The 61st ASH annual meeting and exposition, held in Orlando, opened its doors to up to 30.000 attendees (5.000 more than expected), offering almost 3000 selected abstracts. Many physicians and researchers from EBMT also actively participated with more than 30 oral presentations or posters focused on stem cell transplantation.

In this year, new concepts in treatment of multiple myeloma (MM) and in the field of lymphomas were the focus of educational/scientific committee sessions.

Among non-malignant hematology, sickle cell disease (SKD) played a central role at ASH. Several oral abstracts highlight novel therapeutic agents for this disease and updates on ASH Clinical Practice Guidelines on SKD were given in a Special Education Session.

Overall the cutting-edge topics and new concepts that animated the scientific sessions were:

  • gene therapy, genome editing and single cell technology;
  • immune response and microenvironment in the context of effective immunotherapy.

Gene therapy was the main topic of Dr. Nathwani’s lecture, who was awarded with the Ham-Wasserman Lecture on Saturday. Dr. Nathwani presented the advancements in hemophilia gene therapy and suggested next steps for a further, broad improvement of this approach.

The cornerstone of discussion on immunotherapy was the E. Donnall Thomas Lecture, given by Dr. Greenberg on Monday. Dr. Greenberg presented progresses in developing antigen-specific adoptive T-cell immunotherapies, from CMV treatment to melanoma and mainly myeloid leukemia.
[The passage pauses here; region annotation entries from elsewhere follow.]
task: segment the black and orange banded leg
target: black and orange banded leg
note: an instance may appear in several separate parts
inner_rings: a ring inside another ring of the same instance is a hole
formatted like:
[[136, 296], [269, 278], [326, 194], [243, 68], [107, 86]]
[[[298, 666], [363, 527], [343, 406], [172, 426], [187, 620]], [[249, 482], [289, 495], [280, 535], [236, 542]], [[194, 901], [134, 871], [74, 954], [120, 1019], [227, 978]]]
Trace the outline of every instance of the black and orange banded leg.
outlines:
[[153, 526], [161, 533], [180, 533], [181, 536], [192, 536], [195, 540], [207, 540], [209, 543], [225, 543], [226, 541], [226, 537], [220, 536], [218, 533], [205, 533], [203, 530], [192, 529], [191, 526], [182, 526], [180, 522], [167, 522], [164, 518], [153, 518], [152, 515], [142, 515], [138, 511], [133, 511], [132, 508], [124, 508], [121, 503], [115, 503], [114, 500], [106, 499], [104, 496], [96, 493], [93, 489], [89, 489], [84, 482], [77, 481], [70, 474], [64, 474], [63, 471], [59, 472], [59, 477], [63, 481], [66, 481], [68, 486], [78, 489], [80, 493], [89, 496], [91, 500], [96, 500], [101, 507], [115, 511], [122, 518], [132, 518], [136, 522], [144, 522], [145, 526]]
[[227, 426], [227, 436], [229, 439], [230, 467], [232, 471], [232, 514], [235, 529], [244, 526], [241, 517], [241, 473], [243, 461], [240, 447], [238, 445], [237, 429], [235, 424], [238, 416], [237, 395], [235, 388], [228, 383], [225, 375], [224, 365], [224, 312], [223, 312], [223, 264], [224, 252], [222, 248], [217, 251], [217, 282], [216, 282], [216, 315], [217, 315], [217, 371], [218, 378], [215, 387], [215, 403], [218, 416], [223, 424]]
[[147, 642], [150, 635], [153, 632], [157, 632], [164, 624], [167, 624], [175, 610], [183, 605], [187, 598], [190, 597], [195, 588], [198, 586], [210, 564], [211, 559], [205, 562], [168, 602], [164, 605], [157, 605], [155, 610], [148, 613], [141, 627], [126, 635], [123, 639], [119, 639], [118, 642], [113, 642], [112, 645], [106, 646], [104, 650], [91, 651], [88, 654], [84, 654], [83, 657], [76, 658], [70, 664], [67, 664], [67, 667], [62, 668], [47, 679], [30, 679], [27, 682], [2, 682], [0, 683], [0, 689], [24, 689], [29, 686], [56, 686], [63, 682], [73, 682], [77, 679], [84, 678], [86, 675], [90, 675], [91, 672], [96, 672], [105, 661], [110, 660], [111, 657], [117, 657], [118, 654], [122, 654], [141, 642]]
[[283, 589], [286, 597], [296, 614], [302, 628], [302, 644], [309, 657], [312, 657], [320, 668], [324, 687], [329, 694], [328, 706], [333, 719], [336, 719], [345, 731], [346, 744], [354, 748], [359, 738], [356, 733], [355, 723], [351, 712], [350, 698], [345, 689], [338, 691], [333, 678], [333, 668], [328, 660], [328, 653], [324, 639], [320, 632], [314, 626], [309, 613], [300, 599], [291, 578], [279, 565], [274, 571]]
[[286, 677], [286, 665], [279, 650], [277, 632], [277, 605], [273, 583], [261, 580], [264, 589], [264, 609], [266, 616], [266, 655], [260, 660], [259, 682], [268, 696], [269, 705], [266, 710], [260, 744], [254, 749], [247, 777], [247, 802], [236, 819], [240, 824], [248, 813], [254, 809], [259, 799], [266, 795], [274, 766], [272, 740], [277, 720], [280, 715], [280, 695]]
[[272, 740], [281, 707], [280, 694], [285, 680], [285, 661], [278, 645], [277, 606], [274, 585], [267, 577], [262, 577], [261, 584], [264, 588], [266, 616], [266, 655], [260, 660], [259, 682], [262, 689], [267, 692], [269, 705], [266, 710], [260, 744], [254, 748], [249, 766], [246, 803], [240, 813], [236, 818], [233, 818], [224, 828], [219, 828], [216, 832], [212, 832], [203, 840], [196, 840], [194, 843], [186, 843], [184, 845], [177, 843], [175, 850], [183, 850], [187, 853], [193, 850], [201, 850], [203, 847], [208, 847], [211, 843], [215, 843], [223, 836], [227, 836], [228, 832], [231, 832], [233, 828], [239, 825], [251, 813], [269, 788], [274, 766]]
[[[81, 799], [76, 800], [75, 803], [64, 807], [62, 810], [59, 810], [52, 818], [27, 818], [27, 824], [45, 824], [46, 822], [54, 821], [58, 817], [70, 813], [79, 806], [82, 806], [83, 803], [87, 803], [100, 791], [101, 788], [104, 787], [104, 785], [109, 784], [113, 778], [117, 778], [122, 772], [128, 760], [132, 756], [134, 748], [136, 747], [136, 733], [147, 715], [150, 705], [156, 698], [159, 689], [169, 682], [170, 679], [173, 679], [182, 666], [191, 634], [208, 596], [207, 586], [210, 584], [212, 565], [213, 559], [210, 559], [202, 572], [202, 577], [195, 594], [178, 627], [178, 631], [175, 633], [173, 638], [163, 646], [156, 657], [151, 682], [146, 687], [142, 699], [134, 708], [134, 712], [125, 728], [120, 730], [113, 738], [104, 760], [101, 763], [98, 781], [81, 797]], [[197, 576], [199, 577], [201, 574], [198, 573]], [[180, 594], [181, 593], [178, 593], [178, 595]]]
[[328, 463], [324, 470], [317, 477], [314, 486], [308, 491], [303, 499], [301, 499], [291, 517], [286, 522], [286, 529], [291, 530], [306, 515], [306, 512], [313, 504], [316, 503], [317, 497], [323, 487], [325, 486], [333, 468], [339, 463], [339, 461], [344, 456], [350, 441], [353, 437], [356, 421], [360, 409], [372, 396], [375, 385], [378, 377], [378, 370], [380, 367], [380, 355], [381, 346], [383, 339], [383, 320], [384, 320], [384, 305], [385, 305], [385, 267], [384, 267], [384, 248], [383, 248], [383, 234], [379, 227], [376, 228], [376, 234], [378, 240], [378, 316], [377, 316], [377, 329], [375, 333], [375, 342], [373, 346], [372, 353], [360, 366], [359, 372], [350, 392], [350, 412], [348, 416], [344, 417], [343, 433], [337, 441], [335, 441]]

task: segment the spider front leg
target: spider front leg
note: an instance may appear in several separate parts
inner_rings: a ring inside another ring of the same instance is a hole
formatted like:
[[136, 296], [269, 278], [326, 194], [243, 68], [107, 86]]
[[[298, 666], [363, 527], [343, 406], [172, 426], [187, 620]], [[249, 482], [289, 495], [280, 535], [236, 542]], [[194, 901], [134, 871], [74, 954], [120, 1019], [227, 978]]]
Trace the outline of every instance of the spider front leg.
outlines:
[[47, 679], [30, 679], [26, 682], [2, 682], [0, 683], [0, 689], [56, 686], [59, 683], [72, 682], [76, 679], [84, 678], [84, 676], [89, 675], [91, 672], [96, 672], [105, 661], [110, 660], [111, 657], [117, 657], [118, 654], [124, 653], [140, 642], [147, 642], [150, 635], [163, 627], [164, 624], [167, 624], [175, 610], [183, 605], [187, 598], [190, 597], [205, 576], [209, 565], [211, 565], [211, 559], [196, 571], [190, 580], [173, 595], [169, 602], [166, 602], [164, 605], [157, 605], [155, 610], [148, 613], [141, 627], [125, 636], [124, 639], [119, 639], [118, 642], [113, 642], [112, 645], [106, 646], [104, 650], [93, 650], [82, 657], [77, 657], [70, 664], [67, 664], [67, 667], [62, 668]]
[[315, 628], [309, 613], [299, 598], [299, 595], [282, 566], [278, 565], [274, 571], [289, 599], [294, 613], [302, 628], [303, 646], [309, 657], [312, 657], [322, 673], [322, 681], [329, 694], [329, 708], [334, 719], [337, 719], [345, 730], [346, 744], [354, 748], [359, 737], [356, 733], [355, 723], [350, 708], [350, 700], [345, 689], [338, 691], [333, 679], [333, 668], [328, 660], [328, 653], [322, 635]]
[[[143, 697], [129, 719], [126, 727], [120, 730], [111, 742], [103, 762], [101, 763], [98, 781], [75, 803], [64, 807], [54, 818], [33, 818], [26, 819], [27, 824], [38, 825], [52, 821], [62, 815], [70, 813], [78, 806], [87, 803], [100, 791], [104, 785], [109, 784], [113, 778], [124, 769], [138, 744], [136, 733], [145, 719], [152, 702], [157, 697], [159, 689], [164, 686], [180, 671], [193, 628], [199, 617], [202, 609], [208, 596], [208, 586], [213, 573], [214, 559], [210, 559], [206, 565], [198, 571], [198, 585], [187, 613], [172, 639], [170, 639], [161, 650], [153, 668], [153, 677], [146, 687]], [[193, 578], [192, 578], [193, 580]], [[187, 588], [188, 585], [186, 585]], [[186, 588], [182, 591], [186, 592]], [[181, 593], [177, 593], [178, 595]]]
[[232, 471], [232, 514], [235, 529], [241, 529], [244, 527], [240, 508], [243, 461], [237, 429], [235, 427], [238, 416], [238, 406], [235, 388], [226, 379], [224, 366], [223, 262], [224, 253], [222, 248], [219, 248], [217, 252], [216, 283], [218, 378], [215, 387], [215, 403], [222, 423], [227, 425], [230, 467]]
Immunotherapy is considered the most important innovation in MM after the “novel agents” of early 2000s. In the Educational “Immunotherapy and Myeloma” attendees were updated on various classes of immunotherapy, mechanism of action and new clinical and safety data. Particular interest raised on non-CAR-T approaches as anti-PD-1 axis checkpoint inhibitors, vaccine-based strategies, NK cells engineered with CAR technology and marrow-infiltrating lymphocytes. Interestingly, 2 oral abstracts with EBMT data were presented on results of upfront allogeneic transplantation, still one of the best evaluated immunotherapy in MM. The first one reported a meta-analysis of four prospective clinical trials and the second a large retrospective study comparing (tandem) autologous and allogeneic transplantation. Both showed an advantage of the auto-allo approach regarding progression free survival.

Most of the hot-topics were further highlighted in the Plenary session on Sunday.

Interesting data were presented by Dr. Broers, who reported the results of the HOVON-96 trial, a prospective randomized, multicenter, phase III study comparing post-transplant cyclophosphamide-based immunosuppressive regimen with conventional immunosuppression in patients with matched-related and matched-unrelated donors after allo-HSCT.  The authors showed that cyclophosphamide-based regimen results in lower rates of acute and chronic GVHD without negatively affecting relapse.

Two further presentations brought new insights on:

  • gene editing ELANE as a potential therapeutic strategy in severe congenital neutropenia;
  • effectiveness of mosunetuzumab, a T-cell engaging bispecific antibody, in patients with non-Hodgkin lymphoma after several lines of treatment, including CAR-T.

The meeting was concluded on Tuesday with the Late-breaking Abstracts session. Oral presentations reported the results of clinical trials on new therapeutic strategies involving monoclonal antibodies in acute lymphoblastic leukemia, acute myeloid leukemia, cold agglutinin disease and MM.

One of my personal highlight was the working dinner of Castleman Disease Collaborative Network on Saturday. The network was co-founded in 2012 by Dr. David Fajgenbaum who suffered from that disease while studying medicine. Bringing together a global team of other physicians, researchers, and patients he helped to change the diagnostic and therapeutic landscape of Castleman disease. Their current projects were presented at this evening.

In summary, ASH keeps feeding the discussion on the cutting-edge topics on research and clinical hematology. Further news is already eagerly awaited at the 62nd ASH meeting, hosted in San Diego, December 2020.